Не многие за пределом тесного кружка ученых могли прочесть короткий трактат Плифона, который тот составил на греческом. Впрочем, свои радикальные взгляды он развивал во время частных уроков, которые давал во дворце кардинала Чезарини, где Траверсари или кто-нибудь еще из знающих греческий переводил для таких слушателей, как Козимо. Развенчание Аристотеля, пошатнувшее основы средневековой христианской системы верований, стало началом долгого увлекательного процесса. Хотя сам Аристотель считал апелляцию к авторитету неубедительным доводом, по иронии именно он стал непререкаемым авторитетом. Его мнение, по словам Данте, «считалось вселенским», к его аргументам прибегали, чтобы опровергнуть любые другие доводы.
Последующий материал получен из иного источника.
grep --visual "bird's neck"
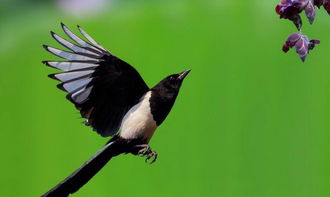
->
[149,89,177,126]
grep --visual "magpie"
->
[42,23,190,197]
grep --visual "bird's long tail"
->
[42,141,124,197]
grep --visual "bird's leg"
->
[131,144,157,164]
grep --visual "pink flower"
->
[282,33,320,61]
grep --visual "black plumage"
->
[43,24,190,197]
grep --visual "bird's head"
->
[153,69,191,97]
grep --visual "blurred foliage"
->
[0,0,330,197]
Обычно считается, что конец этому положил в 1632 году Галилео Галилей, который в «Диалоге о двух главнейших системах мира» вывел пародию на философа, которому наглядно показали, что нервы выходят из мозга, однако он упрямо держится за Аристотеля. «Вы мне показали все это так ясно и ощутимо, – говорит философ анатому над вскрытым трупом, – что если бы текст Аристотеля не говорил обратного – а там прямо сказано, что нервы зарождаются в сердце, – то необходимо было бы признать это истиной»[187].
Однако двумя веками раньше и в своих писаниях, и на уроках, которые давал во дворце кардинала Чезарини, Плифон яростно нападал на философа, чьи труды стали таким непререкаемым авторитетом – опорой западного христианского мира. Так открылся путь для более свободного исследования философских вопросов, оставивший неизгладимый отпечаток на культурном ландшафте.
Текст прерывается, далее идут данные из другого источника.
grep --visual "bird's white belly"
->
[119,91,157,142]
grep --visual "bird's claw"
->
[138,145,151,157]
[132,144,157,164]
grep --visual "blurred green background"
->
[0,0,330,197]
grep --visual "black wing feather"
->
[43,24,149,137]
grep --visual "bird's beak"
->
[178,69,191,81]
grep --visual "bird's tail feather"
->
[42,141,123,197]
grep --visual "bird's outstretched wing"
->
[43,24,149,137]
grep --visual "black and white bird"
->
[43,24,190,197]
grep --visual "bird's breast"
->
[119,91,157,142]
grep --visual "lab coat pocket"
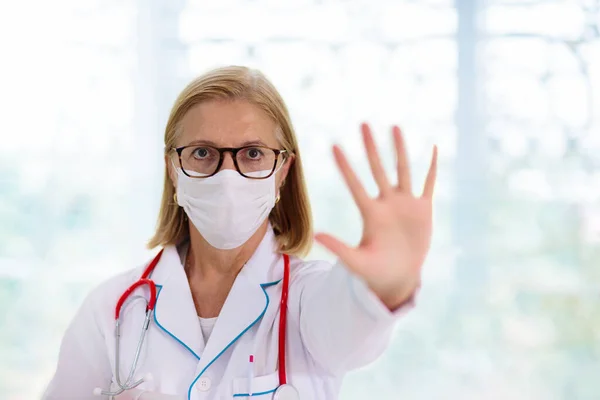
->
[233,371,279,399]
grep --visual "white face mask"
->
[176,168,275,250]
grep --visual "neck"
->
[185,220,269,281]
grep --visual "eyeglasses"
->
[172,145,287,179]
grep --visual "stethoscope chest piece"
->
[273,384,300,400]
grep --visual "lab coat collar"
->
[147,225,283,364]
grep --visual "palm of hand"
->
[315,124,437,308]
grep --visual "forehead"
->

История не сохранила свидетельств, кто именно присутствовал на приватных занятиях во дворце кардинала Чезарини. Греческий исследователь Аристотеля (и следовательно, заклятый враг Плифона) утверждал – наверняка несправедливо, – что во Флоренции Плифона окружали «люди, смыслящие в философии не больше, чем он в танцах»[188], то есть ничего не смыслящие. Возможно, в числе этих философов-неофитов был и Веспасиано. Чезарини к тому времени хорошо его знал и вполне мог пригласить к чтимому учителю молодого человека, в чьем образовании и будущности был заинтересован. С другой стороны, Веспасиано в своей книге ни разу не упоминает Плифона – странное упущение, если бы он и впрямь видел бородатого византийского мудреца, который несомненно произвел бы на него сильное впечатление.
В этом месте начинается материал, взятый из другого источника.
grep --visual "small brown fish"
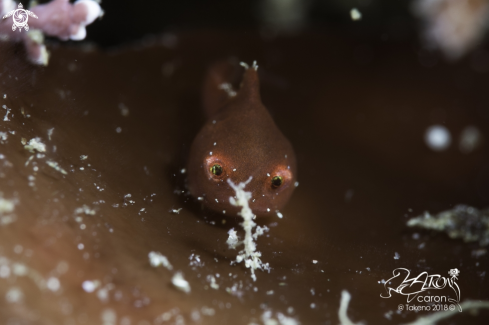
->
[188,62,296,215]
Однако Веспасиано точно познакомился с одним из участников Флорентийского собора – видным ученым и церковным деятелем Пьеро Донати, архиепископом Падуанским. Веспасиано позже описывал Донати как «венецианца, весьма сведущего в гражданском и каноническом праве, а равно в гуманистических науках». Более того, он владел тем, что Веспасиано назвал «огромным собранием книг»[189]. Архиепископ Донати и впрямь был страстный библиофил, его библиотека, включавшая более трехсот манускриптов, была одним из лучших частных собраний Европы. По поручению папы он ездил в Германию и Швейцарию, где сделал много открытий – например, нашел в соборной библиотеке Шпейера каролингский манускрипт о географии, с которого писец по имени Теренций сделал для него копию. С молодым Веспасиано Пьеро Донати, скорее всего, познакомил на улице Книготорговцев кто-нибудь из друзей-книгочеев, вроде Поджо Браччолини. В следующие годы архиепископ стал для молодого книготорговца очень важным заказчиком.
Летом 1439-го гости с Востока покинули Флоренцию и отправились восвояси. Падучие звезды и воющий пес не обманули: из Флорентийского собора не вышло ничего путного, во всяком случае для объединения Запада и Востока.